All of a sudden if you had 5% or 10% to put down and start building your investment portfolio you were told to wait a little longer until you had a 20% deposit saved.
APRA made these recommendations for good reason I’m sure and I’m on board if it’s going to strengthen our industry and the country’s economy overall. It was just a major ‘buzz killer’ for anyone excited about investing in property and who were already pre-approved with one of the major banks.
If these people had a good Mortgage Broker looking after them then they would have continued on with their plans but with a different lender.
I have one example of a client of mine who was just about to buy investment property number 2. He was with a particular lender and they announced that investment loans now needed a LVR of 70%. This left him high and dry as far as his investing plans go because now he couldn’t access enough equity to purchase the next property without paying mortgage insurance. That percentage difference between a 70% and 80% LVR really put the kibosh on his plans.
Luckily I was able to provide him with alternative options and refinanced him away from that particular lender. He then had the cash available to purchase that next property and was able to proceed with his original plans.

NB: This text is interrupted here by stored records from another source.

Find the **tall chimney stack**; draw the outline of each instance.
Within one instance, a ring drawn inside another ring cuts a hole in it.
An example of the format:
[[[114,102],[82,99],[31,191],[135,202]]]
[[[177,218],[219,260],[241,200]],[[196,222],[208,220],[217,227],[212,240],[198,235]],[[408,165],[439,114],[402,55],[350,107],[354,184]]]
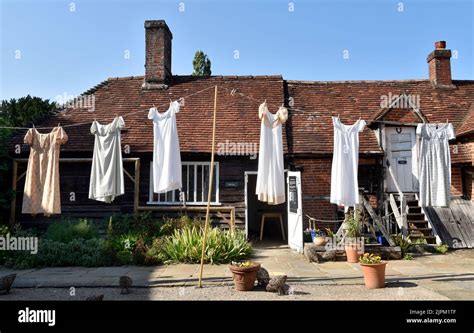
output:
[[[452,88],[451,50],[446,50],[446,42],[435,43],[435,50],[428,55],[426,61],[430,73],[430,81],[435,87]]]
[[[164,20],[145,21],[143,88],[167,88],[171,80],[171,34]]]

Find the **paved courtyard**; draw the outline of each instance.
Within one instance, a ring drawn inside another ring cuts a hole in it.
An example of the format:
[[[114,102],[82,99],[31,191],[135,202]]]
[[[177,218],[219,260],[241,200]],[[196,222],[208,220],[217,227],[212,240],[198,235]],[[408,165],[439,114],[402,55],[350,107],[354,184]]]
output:
[[[105,299],[467,299],[474,300],[474,250],[445,255],[423,255],[387,265],[387,288],[366,290],[358,264],[309,263],[287,247],[257,248],[254,260],[270,275],[286,274],[289,296],[263,291],[235,292],[227,265],[206,265],[205,288],[195,288],[199,265],[56,267],[12,270],[0,267],[0,276],[17,273],[14,289],[0,300],[83,299],[104,294]],[[122,275],[133,279],[132,292],[120,295]],[[75,288],[71,297],[70,287]],[[160,288],[163,287],[163,288]]]

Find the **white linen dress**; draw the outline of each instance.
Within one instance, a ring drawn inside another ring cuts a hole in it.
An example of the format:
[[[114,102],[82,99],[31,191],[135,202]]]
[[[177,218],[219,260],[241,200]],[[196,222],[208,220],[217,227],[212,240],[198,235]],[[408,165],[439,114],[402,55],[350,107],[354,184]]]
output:
[[[256,194],[258,200],[270,205],[285,202],[285,166],[283,163],[282,124],[288,119],[288,110],[280,107],[272,114],[267,103],[259,107],[260,147]]]
[[[359,132],[365,128],[365,120],[344,125],[338,117],[332,117],[334,126],[334,152],[331,167],[330,202],[346,207],[359,204]]]
[[[122,117],[116,117],[107,125],[97,121],[92,123],[91,133],[95,141],[89,199],[111,203],[125,193],[120,143],[120,130],[124,126]]]
[[[418,124],[420,137],[420,205],[449,206],[451,191],[451,155],[449,140],[455,138],[453,125]]]
[[[167,111],[151,108],[148,119],[153,120],[153,191],[165,193],[181,189],[181,153],[179,150],[176,113],[179,102],[170,103]]]

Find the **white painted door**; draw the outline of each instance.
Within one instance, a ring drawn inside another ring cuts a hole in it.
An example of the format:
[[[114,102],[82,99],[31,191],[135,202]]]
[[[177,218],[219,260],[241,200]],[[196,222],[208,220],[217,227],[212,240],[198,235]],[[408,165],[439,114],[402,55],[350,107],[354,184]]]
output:
[[[303,252],[303,205],[301,195],[301,172],[288,171],[288,245]]]
[[[415,128],[386,127],[385,133],[388,162],[387,191],[416,192],[418,172]]]

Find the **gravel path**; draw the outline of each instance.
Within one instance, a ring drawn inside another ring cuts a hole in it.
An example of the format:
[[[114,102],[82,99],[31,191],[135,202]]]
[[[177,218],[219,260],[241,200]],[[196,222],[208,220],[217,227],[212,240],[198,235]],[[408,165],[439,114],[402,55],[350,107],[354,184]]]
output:
[[[104,295],[104,300],[447,300],[448,298],[416,285],[390,284],[384,289],[368,290],[361,285],[294,284],[291,294],[279,296],[263,290],[237,292],[230,286],[132,288],[121,295],[119,288],[15,288],[0,300],[84,300]]]

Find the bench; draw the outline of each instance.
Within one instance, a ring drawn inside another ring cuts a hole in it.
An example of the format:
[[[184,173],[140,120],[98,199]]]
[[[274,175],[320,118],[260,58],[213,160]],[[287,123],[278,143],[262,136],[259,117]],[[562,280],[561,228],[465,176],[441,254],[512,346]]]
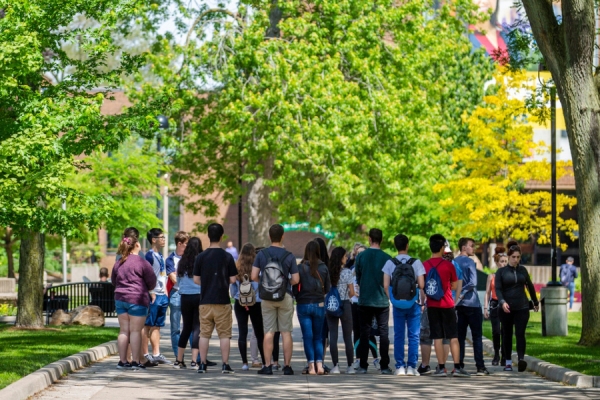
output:
[[[0,304],[17,305],[17,280],[15,278],[0,278]]]

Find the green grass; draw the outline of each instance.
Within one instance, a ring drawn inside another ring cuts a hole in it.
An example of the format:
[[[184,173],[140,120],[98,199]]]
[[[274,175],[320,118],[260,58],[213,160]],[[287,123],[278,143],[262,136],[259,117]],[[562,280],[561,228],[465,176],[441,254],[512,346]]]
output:
[[[118,328],[64,326],[16,330],[0,323],[0,389],[41,367],[114,340]]]
[[[568,313],[568,336],[542,336],[542,315],[532,312],[527,325],[527,355],[569,368],[583,374],[600,376],[600,346],[585,347],[577,344],[581,336],[581,313]],[[483,335],[492,338],[492,325],[483,324]],[[516,343],[513,337],[513,351]]]

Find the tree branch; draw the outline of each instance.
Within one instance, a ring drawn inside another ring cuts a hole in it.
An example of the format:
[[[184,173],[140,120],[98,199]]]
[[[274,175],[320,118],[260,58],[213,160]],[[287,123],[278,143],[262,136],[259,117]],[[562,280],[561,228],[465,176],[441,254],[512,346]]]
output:
[[[242,27],[244,26],[244,21],[240,18],[239,14],[234,13],[229,10],[226,10],[224,8],[209,8],[208,10],[204,11],[202,14],[198,15],[198,17],[192,23],[192,26],[190,26],[188,34],[185,37],[185,47],[188,46],[188,44],[190,42],[190,38],[192,37],[192,33],[196,30],[196,25],[198,25],[200,23],[200,21],[202,21],[202,19],[209,14],[227,14],[230,17],[232,17],[233,19],[235,19]]]
[[[594,56],[596,21],[594,2],[590,0],[563,0],[562,15],[565,48],[571,65],[589,68]]]

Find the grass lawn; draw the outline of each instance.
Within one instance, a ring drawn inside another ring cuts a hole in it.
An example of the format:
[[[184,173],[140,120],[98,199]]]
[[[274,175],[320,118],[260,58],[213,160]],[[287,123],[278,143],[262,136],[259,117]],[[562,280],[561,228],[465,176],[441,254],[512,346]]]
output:
[[[600,346],[579,346],[581,313],[570,312],[568,336],[542,336],[542,314],[532,312],[527,325],[525,354],[566,367],[583,374],[600,376]],[[492,339],[492,325],[483,324],[483,335]],[[513,337],[513,352],[516,342]]]
[[[0,323],[0,389],[51,362],[115,340],[118,333],[118,328],[88,326],[16,330]]]

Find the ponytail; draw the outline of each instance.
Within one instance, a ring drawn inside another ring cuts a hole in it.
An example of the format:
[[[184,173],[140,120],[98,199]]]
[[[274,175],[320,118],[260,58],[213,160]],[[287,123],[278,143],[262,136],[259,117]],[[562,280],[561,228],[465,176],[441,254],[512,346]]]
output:
[[[119,265],[123,265],[125,261],[127,261],[127,257],[131,254],[133,249],[135,249],[135,245],[138,243],[138,238],[126,231],[123,235],[123,239],[121,243],[119,243],[119,247],[117,248],[117,254],[121,255],[121,259],[119,260]]]

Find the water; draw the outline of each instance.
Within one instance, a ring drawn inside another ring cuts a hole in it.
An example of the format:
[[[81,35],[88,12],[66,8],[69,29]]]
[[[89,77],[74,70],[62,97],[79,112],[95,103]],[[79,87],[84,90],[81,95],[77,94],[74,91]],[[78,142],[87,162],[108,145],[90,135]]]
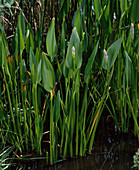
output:
[[[139,147],[137,139],[132,132],[119,134],[117,129],[105,128],[103,135],[100,128],[97,131],[92,154],[78,159],[71,159],[48,170],[131,170],[133,155]]]
[[[46,165],[46,160],[26,162],[21,169],[34,170],[129,170],[139,143],[133,132],[119,133],[113,123],[100,123],[91,154]]]
[[[100,125],[91,154],[81,158],[61,161],[53,166],[46,165],[44,159],[28,161],[20,169],[34,170],[129,170],[133,165],[133,155],[139,147],[132,132],[121,134],[115,126]]]

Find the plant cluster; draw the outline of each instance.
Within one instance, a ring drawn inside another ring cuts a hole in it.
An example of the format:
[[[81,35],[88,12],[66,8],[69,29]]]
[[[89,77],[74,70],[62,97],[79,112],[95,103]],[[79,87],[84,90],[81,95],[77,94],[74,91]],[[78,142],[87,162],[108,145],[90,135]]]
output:
[[[12,12],[15,2],[0,8]],[[19,159],[42,154],[44,143],[50,164],[83,156],[104,108],[123,132],[133,122],[139,139],[138,0],[42,0],[40,20],[31,13],[31,23],[23,2],[10,42],[0,22],[0,142],[16,146]]]

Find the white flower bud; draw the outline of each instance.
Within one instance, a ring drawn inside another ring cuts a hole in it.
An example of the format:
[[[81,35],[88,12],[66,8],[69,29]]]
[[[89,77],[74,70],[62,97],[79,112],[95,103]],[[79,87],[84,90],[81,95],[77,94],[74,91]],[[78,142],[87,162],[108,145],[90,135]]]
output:
[[[134,37],[134,24],[131,24],[130,35]]]
[[[75,56],[75,47],[72,47],[72,55]]]
[[[107,60],[108,60],[108,54],[107,54],[107,51],[106,51],[106,50],[104,50],[103,52],[104,52],[104,58],[105,58],[105,60],[107,61]]]

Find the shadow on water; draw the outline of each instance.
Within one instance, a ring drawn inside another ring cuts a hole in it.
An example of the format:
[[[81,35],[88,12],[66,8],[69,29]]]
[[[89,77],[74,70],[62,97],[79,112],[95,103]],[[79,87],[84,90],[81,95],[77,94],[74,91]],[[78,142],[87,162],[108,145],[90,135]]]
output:
[[[26,162],[21,169],[34,170],[128,170],[139,147],[132,132],[120,133],[113,123],[100,123],[91,154],[46,166],[45,160]]]

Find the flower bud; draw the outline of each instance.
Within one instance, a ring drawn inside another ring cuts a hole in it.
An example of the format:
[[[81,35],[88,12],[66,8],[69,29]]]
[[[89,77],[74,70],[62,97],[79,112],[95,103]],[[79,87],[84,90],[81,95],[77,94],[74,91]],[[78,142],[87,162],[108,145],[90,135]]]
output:
[[[72,47],[72,55],[75,56],[75,47]]]
[[[130,35],[134,37],[134,24],[131,24]]]
[[[107,51],[106,51],[106,50],[104,50],[103,52],[104,52],[104,58],[105,58],[105,60],[107,61],[107,60],[108,60],[108,54],[107,54]]]

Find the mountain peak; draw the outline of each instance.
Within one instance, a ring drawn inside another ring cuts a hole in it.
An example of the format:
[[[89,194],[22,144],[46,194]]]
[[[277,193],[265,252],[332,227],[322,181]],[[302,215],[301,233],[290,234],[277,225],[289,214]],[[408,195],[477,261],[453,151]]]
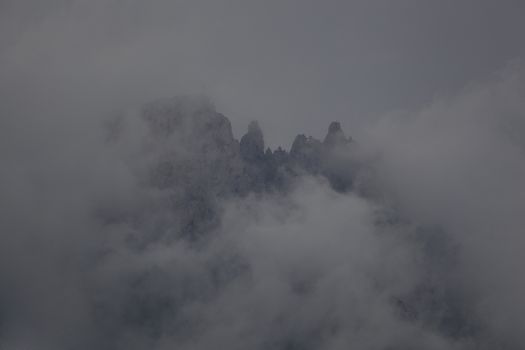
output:
[[[341,123],[331,122],[330,126],[328,127],[328,133],[336,133],[336,132],[342,132]]]
[[[341,123],[332,122],[328,127],[328,134],[323,141],[323,144],[328,147],[335,147],[345,145],[350,142],[341,128]]]
[[[241,138],[241,156],[247,161],[255,161],[264,156],[264,136],[257,121],[248,125],[248,132]]]

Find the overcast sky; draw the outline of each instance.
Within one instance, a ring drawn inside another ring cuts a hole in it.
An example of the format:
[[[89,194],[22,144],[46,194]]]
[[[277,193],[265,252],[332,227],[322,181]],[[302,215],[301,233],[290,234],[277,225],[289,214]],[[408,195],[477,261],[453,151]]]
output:
[[[524,17],[520,0],[2,0],[0,67],[10,93],[112,108],[204,92],[238,136],[258,119],[288,147],[489,79],[523,57]]]

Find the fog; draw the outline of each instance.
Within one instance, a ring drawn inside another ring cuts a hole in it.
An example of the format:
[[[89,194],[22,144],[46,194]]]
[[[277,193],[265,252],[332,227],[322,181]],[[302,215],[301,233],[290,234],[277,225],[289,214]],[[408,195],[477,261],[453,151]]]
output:
[[[523,57],[524,11],[512,0],[4,0],[2,96],[119,109],[205,93],[237,134],[256,119],[288,147],[294,125],[319,135],[335,119],[356,134],[484,81]]]
[[[519,342],[523,78],[522,66],[513,66],[490,83],[436,101],[402,122],[386,119],[371,132],[383,149],[385,186],[410,217],[453,234],[463,288],[478,299],[481,317]]]
[[[523,12],[2,1],[0,348],[525,347]],[[180,95],[207,97],[155,134]],[[352,190],[232,191],[201,109],[272,149],[340,121]]]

INVESTMENT LOANS – CHANGE IS A CONSTANT
Change is definitely a constant in the investment loans market and it’s keeping this Mortgage Broker on his toes. Rates for Investment Loans are now higher than those for owner occupier loans.
Choosing the Interest Only option is no longer just a box to tick. You have to pay a higher rate now and servicing is assessed at a loan term shorter than the 30 years you probably nominated. If you choose a 3 year Interest Only period than servicing is based on a 27 year loan term. This means your repayments are assessed at this higher mark, meaning you have to have higher income to pass servicing.
APRA have also set targets for lenders regarding Interest Only loans as well so I’m finding that a particular lender this week will be fine with offering Interest Only loans but next week they won’t be but some other lender will be. This is a result of each lender trying to manage their Interest Only ratio of loans on their books.
CHOOSING A HOME LOAN FOR YOUR INVESTMENT PROPERTY
There will be different lenders offering different deals for investors and policy will vary so it will pay to consult your Mortgage Broker if you are looking at purchasing an investment property. My advice would be to pick the lender that offers the best value and suits your specific needs then get pre-approved quickly. If you hold off for too long the market will change and you’ll have to reassess your options.
The state of play right now with home loans for investment property is that the majority of lenders still require a 20% deposit from you but there are still some who’ll accept a 10% deposit, and for the time being and at least one is allowing a 5% deposit inclusive of mortgage insurance. (LMI)
If you’re setting up a loan account for an investment property you want to set things up right at the start and then leave it alone. Having a good Mortgage Broker assist you with this is key. Remember the Long Term View is what you should be taking when you’re purchasing an investment property.